Recently, Eksterowicz returned to the region to talk about his experiences with current Capital Region BOCES culinary students and share a recipe for a strawberry cheesecake dessert.

“One of the great things about Capital Region BOCES is it gives you a foundation. It provides you a foundation to really know what being a cook means,” he said, adding, “BOCES provides you the skills to not only conquer the kitchen but conquer the world.”

From the Schoharie CTE, to the major leagues

Eksterowicz oversees a staff of several hundred who are charged with preparing the culinary delicacies at Citi Field, the Mets’ home stadium, as well as several minor league stadiums that are part of the Met’s farm system.

“I never would have imagined when I was in high school that this is where I would be now,” he said during a break from speaking to students in Chef Paul Dolan’s classroom.

Eksterowicz was accompanied on his trip back to BOCES by his former teacher, retired BOCES educator and chef Nancy Iannacone.
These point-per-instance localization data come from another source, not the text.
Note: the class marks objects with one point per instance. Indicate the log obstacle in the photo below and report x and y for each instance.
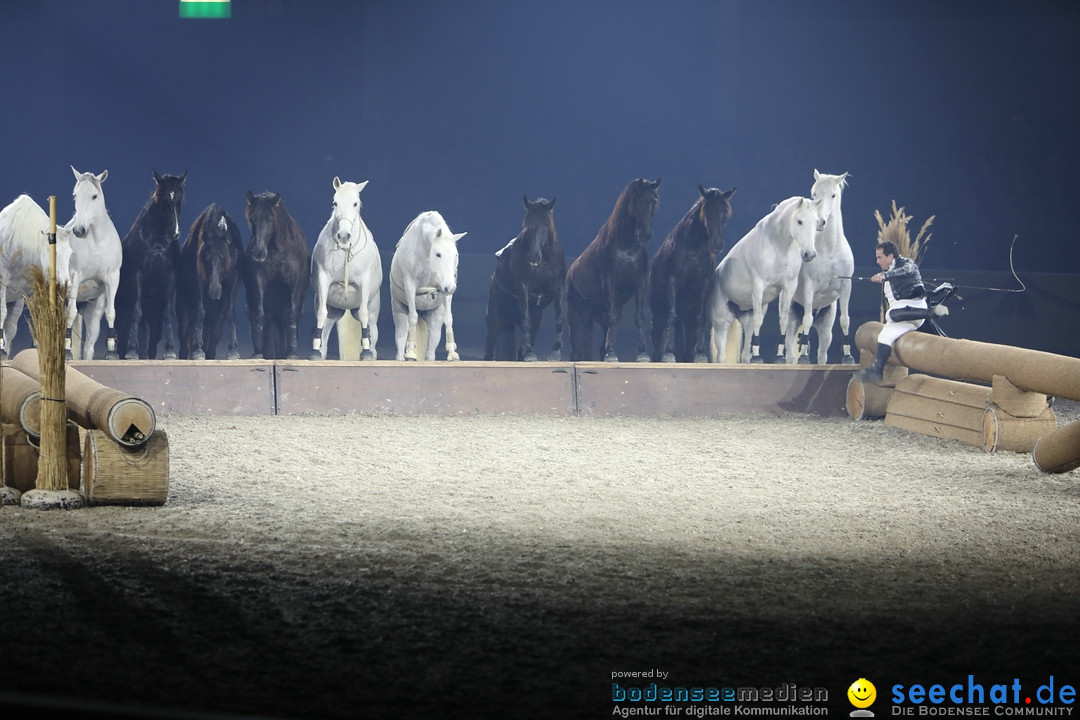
(1012, 413)
(126, 420)
(21, 401)
(124, 457)
(118, 475)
“He is top of the line. He had perfect attendance throughout school from kindergarten on. He even came to school when he didn’t have to and he worked for me at a summer camp and never missed a day. At 16, he was able to manage a kitchen that fed 500 kids,” said Iannacone.

The Schoharie alum shed light on his recipes for success, which includes everything from ensuring the recipe for a chicken Caesar salad is the same for all 45,000 fans of a Mets game, to the proper margin on dishes to how to go from high school student to executive chef for a Major League Baseball team in less than two decades.
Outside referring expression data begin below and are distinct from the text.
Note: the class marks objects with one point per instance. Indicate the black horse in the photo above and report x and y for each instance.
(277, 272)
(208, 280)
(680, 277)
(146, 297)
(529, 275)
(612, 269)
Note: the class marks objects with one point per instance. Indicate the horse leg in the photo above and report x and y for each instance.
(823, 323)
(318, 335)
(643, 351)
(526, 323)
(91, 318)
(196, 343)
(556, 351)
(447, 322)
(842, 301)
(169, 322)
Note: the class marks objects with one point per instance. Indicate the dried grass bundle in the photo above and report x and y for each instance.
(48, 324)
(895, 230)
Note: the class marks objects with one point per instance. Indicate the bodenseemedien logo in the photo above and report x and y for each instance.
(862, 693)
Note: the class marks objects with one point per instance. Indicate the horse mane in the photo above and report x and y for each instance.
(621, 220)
“You get what you put into your education. You have to work for it,” he said. “Nothing is handed to you.”

Students were inspired by Eksterowicz’s presentation, as someone who was once in their shoes, and white coats.

“It’s really interesting and it’s great to learn from someone who has really gone places in the culinary field,” said Jocelyn Soto, who attends the program from Bethlehem.

“It’s really great to hear from someone that high up in the industry, and to eat something he prepared,” added classmate Connor Vojnar from Guilderland.

Learn more about our programs

There are currently 118 students from nearly two-dozen school districts enrolled in the Capital Region BOCES program, which is offered at both the Albany and Schoharie campuses. Students in the two-year program learn the skills necessary to enter the workforce as a chef or pursue additional training in college. Graduates work in restaurants and resorts around the region and beyond, own their establishment and even prepare food for professional sporting events.